Les acteurs du paiement électronique opérant au Sénégal, en Côte d’Ivoire et en Ouganda devraient également connaître une forte croissance de leurs revenus dans les années à venir.
Le rapport souligne d’autre part que la croissance démographique et l’urbanisation galopante seront les principaux moteurs de la croissance attendue du secteur sur le continent.
L’Afrique enregistre en effet le taux de croissance démographique le plus rapide au monde (2,7 % par an contre une moyenne mondiale de 1 %), alors que l’âge médian de la population africaine n’est que de 20 ans. A l’horizon 2045, plus des deux tiers devraient vivre dans les villes.
Les consommateurs en Afrique continuent aussi à bénéficier de méthodes de paiement électronique alternatives. Outre les comptes de mobile money, dont le nombre a atteint 1,2 milliard en 2020, de nouvelles technologies permettent de faciliter les transactions, comme les codes QR intégrés et les cryptomonnaies, y compris celles lancées par des Banques centrales.
Le système panafricain de paiement et de règlement (PAPSS), qui permet d’effectuer des paiements transfrontaliers instantanés en monnaies locales entre les pays africains, représente aussi une évolution majeure.
Un mouvement de consolidation en vue
S’agissant des opportunités qu’offre le marché des paiements électroniques aux différents acteurs, McKinsey & Co pense que les fintechs occuperont une place plus prépondérante grâce à leurs solutions technologiques innovantes. Les consommateurs sont déjà passés des comptes de mobile money de base offrant des services de transferts d’argent de pair à pair (P2P) à des portefeuilles électroniques offrant des services financiers plus complets, dont le paiement des factures, le paiement des achats, l’épargne, les prêts et les produits d’assurance.
Les fintechs stimulent également l’adoption du paiement électronique par les petites et moyennes entreprises (PME). L’Afrique compte en effet environ 90 millions de PME, dont environ 80 % sont des entreprises informelles qui sont délaissées par les banques pour des raisons réglementaires ou des considérations liées aux coûts opérationnels.
Le rapport fait aussi remarquer que le marché des paiements électroniques recèle encore des opportunités pour les banques africaines puisque les cartes de paiement demeurent l’un des canaux les plus privilégiés, en raison notamment de leur forte pénétration sur des marchés clés comme l’Egypte, le Maroc et l’Afrique du Sud.
Les banques pourraient aussi intégrer des prêts et d’autres produits sur des plateformes tierces comme les portefeuilles électroniques et les sites de e-commerce pour étendre la portée de la distribution bien au-delà des personnes possédant un compte bancaire.

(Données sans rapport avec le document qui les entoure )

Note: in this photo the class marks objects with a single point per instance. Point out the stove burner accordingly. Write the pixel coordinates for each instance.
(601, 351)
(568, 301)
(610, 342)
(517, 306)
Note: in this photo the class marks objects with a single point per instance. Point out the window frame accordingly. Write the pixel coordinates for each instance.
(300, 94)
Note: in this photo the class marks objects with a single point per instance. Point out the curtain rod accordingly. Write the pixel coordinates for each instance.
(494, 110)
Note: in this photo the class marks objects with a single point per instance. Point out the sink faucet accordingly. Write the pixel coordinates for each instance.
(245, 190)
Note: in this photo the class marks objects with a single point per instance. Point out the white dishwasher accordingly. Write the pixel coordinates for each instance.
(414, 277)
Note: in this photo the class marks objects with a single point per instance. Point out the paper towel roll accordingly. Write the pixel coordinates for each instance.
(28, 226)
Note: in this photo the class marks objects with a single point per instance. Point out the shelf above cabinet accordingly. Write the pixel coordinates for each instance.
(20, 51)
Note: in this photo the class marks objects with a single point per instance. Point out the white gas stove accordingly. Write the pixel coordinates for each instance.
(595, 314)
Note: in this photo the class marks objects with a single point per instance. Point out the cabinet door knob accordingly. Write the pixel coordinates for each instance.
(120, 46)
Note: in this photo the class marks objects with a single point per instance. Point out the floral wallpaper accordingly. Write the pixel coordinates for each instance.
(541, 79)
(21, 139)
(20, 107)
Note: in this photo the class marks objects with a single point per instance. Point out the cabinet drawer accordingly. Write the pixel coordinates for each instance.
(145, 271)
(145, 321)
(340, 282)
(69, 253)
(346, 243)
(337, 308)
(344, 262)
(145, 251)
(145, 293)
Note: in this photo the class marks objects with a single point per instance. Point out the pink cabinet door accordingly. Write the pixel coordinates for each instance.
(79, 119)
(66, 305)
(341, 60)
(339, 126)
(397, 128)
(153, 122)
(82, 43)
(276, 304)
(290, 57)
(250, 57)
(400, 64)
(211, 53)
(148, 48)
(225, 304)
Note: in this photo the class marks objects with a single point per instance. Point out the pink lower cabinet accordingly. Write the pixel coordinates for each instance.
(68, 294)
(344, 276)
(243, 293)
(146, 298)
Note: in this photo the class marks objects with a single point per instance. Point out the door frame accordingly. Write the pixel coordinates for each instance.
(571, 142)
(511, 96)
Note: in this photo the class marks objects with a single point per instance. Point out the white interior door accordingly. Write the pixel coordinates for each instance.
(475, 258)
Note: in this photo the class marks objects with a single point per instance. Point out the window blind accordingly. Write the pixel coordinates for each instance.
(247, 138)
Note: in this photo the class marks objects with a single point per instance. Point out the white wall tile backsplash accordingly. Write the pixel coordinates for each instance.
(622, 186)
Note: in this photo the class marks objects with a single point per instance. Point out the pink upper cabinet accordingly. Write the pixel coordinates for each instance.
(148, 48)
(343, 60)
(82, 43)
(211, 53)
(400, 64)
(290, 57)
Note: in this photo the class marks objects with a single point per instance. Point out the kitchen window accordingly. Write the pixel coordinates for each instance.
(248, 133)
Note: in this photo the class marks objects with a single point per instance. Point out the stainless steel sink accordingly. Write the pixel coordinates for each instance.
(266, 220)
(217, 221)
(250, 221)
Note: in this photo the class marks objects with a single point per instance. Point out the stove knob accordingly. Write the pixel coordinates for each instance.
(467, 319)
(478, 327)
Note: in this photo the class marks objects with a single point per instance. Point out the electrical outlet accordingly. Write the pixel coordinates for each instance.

En raison de leurs grandes bases de clients et de l’étendue de leurs réseaux d’agents, les opérateurs télécoms disposent, quant à eux, d’un avantage préférentiel dans le domaine des paiements électroniques qu’ils pourraient exploiter de façon optimale en investissant dans l’innovation, y compris l’amélioration des offres actuelles, la monétisation des données clients, l’amélioration de l’expérience utilisateur et l’encouragement de la migration des grandes bases de clients hors ligne vers les canaux en ligne.
Au regard de la multitude des acteurs opérant sur le marché des paiements électroniques en Afrique, McKinsey & Co anticipe un mouvement de consolidation, qui passera par des rachats ainsi que des opérations de fusions-absorptions destinées à réaliser des économies d’échelle.